Journalistic organizations in Mexico say that journalists are working in an especially hostile environment as the Sunday, July 1 presidential, congressional, and mayoral elections approach.
A notable increase in attacks against the Mexican press were noted in the months of May and June leading up to the elections. During this time period, five journalists were killed, another three journalists have been reported missing, and two media outlets suffered armed attacks. Not one of these crimes has been solved.
Although authorities say that the majority of attacks against the press come from organized crime, the political climate also has led to armed attacks aimed at intimidating the press before the elections, according to the Committee to Protect Journalists.
Journalists have become the target of physical attacks and threats on the part of politicians' supporters. The most serious attacks have occurred against local media, such as in Oaxaca, in southern Mexico, where a journalist was stabbed and in another case, four photographers were attacked while covering a confrontation between supporters of the PRI political party and students, according to the Center for Journalism and Public Ethics.
National media in the Mexican capital also are at risk. At the end of May, the newspaper Reforma reported that the house of the newspaper's editorial director was raided and theft was not the apparent motive. Also, a renowned columnist for the newspaper El Universal received death threats for publishing criticisms of the PRI presidential candidate, and recently the editorial director the newspaper Milenio was insulted by supporters of the PRD party, reported the newspaper Vanguardia.

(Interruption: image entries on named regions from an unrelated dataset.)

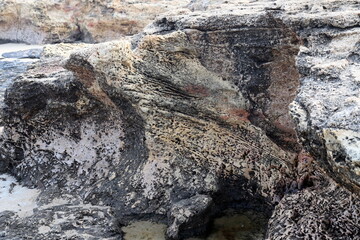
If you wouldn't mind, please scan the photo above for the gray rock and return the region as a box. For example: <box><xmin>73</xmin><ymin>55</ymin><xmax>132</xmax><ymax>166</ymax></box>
<box><xmin>167</xmin><ymin>195</ymin><xmax>213</xmax><ymax>239</ymax></box>
<box><xmin>2</xmin><ymin>48</ymin><xmax>43</xmax><ymax>58</ymax></box>
<box><xmin>0</xmin><ymin>1</ymin><xmax>360</xmax><ymax>239</ymax></box>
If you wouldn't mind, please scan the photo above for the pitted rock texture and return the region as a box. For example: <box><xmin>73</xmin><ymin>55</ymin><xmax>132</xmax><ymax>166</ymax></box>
<box><xmin>0</xmin><ymin>0</ymin><xmax>188</xmax><ymax>44</ymax></box>
<box><xmin>3</xmin><ymin>29</ymin><xmax>296</xmax><ymax>238</ymax></box>
<box><xmin>1</xmin><ymin>0</ymin><xmax>360</xmax><ymax>239</ymax></box>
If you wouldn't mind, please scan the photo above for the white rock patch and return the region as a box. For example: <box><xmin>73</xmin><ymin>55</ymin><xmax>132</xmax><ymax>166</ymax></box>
<box><xmin>0</xmin><ymin>174</ymin><xmax>40</xmax><ymax>218</ymax></box>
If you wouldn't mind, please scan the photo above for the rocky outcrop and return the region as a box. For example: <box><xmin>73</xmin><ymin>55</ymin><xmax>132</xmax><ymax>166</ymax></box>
<box><xmin>0</xmin><ymin>0</ymin><xmax>187</xmax><ymax>44</ymax></box>
<box><xmin>0</xmin><ymin>1</ymin><xmax>360</xmax><ymax>239</ymax></box>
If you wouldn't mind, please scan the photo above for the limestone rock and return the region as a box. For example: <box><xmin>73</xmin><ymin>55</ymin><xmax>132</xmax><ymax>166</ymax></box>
<box><xmin>0</xmin><ymin>0</ymin><xmax>360</xmax><ymax>239</ymax></box>
<box><xmin>0</xmin><ymin>0</ymin><xmax>190</xmax><ymax>44</ymax></box>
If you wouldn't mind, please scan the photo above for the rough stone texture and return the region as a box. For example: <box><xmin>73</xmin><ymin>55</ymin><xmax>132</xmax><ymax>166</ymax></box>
<box><xmin>0</xmin><ymin>0</ymin><xmax>187</xmax><ymax>44</ymax></box>
<box><xmin>1</xmin><ymin>0</ymin><xmax>360</xmax><ymax>239</ymax></box>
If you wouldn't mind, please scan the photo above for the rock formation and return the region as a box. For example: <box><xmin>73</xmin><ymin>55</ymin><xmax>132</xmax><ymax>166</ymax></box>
<box><xmin>0</xmin><ymin>0</ymin><xmax>360</xmax><ymax>239</ymax></box>
<box><xmin>0</xmin><ymin>0</ymin><xmax>187</xmax><ymax>44</ymax></box>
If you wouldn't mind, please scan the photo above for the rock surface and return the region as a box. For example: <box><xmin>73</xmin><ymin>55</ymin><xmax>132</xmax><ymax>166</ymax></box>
<box><xmin>0</xmin><ymin>0</ymin><xmax>187</xmax><ymax>44</ymax></box>
<box><xmin>0</xmin><ymin>0</ymin><xmax>360</xmax><ymax>239</ymax></box>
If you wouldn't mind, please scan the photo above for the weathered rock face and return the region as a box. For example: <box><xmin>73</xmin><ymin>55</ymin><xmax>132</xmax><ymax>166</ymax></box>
<box><xmin>0</xmin><ymin>0</ymin><xmax>187</xmax><ymax>44</ymax></box>
<box><xmin>0</xmin><ymin>1</ymin><xmax>360</xmax><ymax>239</ymax></box>
<box><xmin>3</xmin><ymin>32</ymin><xmax>296</xmax><ymax>238</ymax></box>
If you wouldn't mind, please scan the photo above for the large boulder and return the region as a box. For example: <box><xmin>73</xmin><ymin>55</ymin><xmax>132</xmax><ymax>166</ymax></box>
<box><xmin>0</xmin><ymin>0</ymin><xmax>360</xmax><ymax>239</ymax></box>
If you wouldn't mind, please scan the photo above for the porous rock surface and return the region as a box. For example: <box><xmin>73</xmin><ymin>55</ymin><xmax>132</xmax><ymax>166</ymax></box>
<box><xmin>0</xmin><ymin>0</ymin><xmax>360</xmax><ymax>239</ymax></box>
<box><xmin>0</xmin><ymin>0</ymin><xmax>188</xmax><ymax>44</ymax></box>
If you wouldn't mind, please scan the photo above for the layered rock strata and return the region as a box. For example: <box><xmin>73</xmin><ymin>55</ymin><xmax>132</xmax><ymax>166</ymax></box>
<box><xmin>0</xmin><ymin>0</ymin><xmax>187</xmax><ymax>44</ymax></box>
<box><xmin>1</xmin><ymin>1</ymin><xmax>360</xmax><ymax>239</ymax></box>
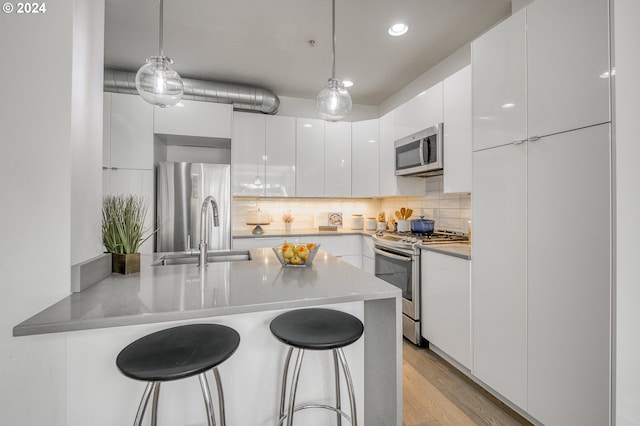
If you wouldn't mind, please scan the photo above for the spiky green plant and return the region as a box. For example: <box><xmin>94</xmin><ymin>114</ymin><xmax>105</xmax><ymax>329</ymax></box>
<box><xmin>102</xmin><ymin>195</ymin><xmax>153</xmax><ymax>254</ymax></box>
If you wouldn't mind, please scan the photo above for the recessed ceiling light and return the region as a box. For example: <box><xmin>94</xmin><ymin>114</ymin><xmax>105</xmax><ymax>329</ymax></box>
<box><xmin>389</xmin><ymin>24</ymin><xmax>409</xmax><ymax>37</ymax></box>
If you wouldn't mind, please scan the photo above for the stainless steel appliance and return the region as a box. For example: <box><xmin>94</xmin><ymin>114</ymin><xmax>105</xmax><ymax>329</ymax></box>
<box><xmin>394</xmin><ymin>123</ymin><xmax>444</xmax><ymax>176</ymax></box>
<box><xmin>156</xmin><ymin>162</ymin><xmax>231</xmax><ymax>252</ymax></box>
<box><xmin>373</xmin><ymin>231</ymin><xmax>468</xmax><ymax>345</ymax></box>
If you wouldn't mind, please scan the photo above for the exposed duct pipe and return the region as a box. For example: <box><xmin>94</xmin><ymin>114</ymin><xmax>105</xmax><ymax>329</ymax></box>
<box><xmin>104</xmin><ymin>69</ymin><xmax>280</xmax><ymax>114</ymax></box>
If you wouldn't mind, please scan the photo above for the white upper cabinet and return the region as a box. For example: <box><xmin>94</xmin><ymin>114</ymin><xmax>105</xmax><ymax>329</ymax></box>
<box><xmin>527</xmin><ymin>0</ymin><xmax>610</xmax><ymax>136</ymax></box>
<box><xmin>296</xmin><ymin>118</ymin><xmax>324</xmax><ymax>197</ymax></box>
<box><xmin>379</xmin><ymin>110</ymin><xmax>426</xmax><ymax>197</ymax></box>
<box><xmin>154</xmin><ymin>100</ymin><xmax>233</xmax><ymax>139</ymax></box>
<box><xmin>264</xmin><ymin>114</ymin><xmax>296</xmax><ymax>197</ymax></box>
<box><xmin>470</xmin><ymin>9</ymin><xmax>524</xmax><ymax>152</ymax></box>
<box><xmin>231</xmin><ymin>112</ymin><xmax>266</xmax><ymax>196</ymax></box>
<box><xmin>231</xmin><ymin>112</ymin><xmax>295</xmax><ymax>197</ymax></box>
<box><xmin>351</xmin><ymin>119</ymin><xmax>380</xmax><ymax>197</ymax></box>
<box><xmin>103</xmin><ymin>93</ymin><xmax>153</xmax><ymax>170</ymax></box>
<box><xmin>324</xmin><ymin>122</ymin><xmax>352</xmax><ymax>197</ymax></box>
<box><xmin>443</xmin><ymin>65</ymin><xmax>473</xmax><ymax>192</ymax></box>
<box><xmin>395</xmin><ymin>82</ymin><xmax>443</xmax><ymax>139</ymax></box>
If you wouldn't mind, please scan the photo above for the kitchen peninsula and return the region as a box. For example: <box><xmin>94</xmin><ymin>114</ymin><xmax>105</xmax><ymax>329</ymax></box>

The PRI presidential candidate, Enrique Peña Nieto, who leads election polls, called for a moment of silence for the nine journalists killed in the state of Veracruz during the past year, and promised to respect freedom of expression if elected, according to Notimex.
However, it remains unclear whether during the next presidential term Mexico will succeed at stopping the attacks against the press and whether the next Mexican government will efficiently apply new laws, one aimed at protecting journalists and the other which allows federal authorities, rather than state and local, to investigate and punish crimes against the press.
In mid-June, the International Press Institute (IPI), the World Association of Newspapers and News Publishers (WAN-IFRA), and the World Editors Forum (WEF) sent a letter to the three leading presidential candidates asking them for their concrete plans to stop the violence against journalists in Mexico and end the impunity in crimes against journalists, most of which remain unsolved and unpunished.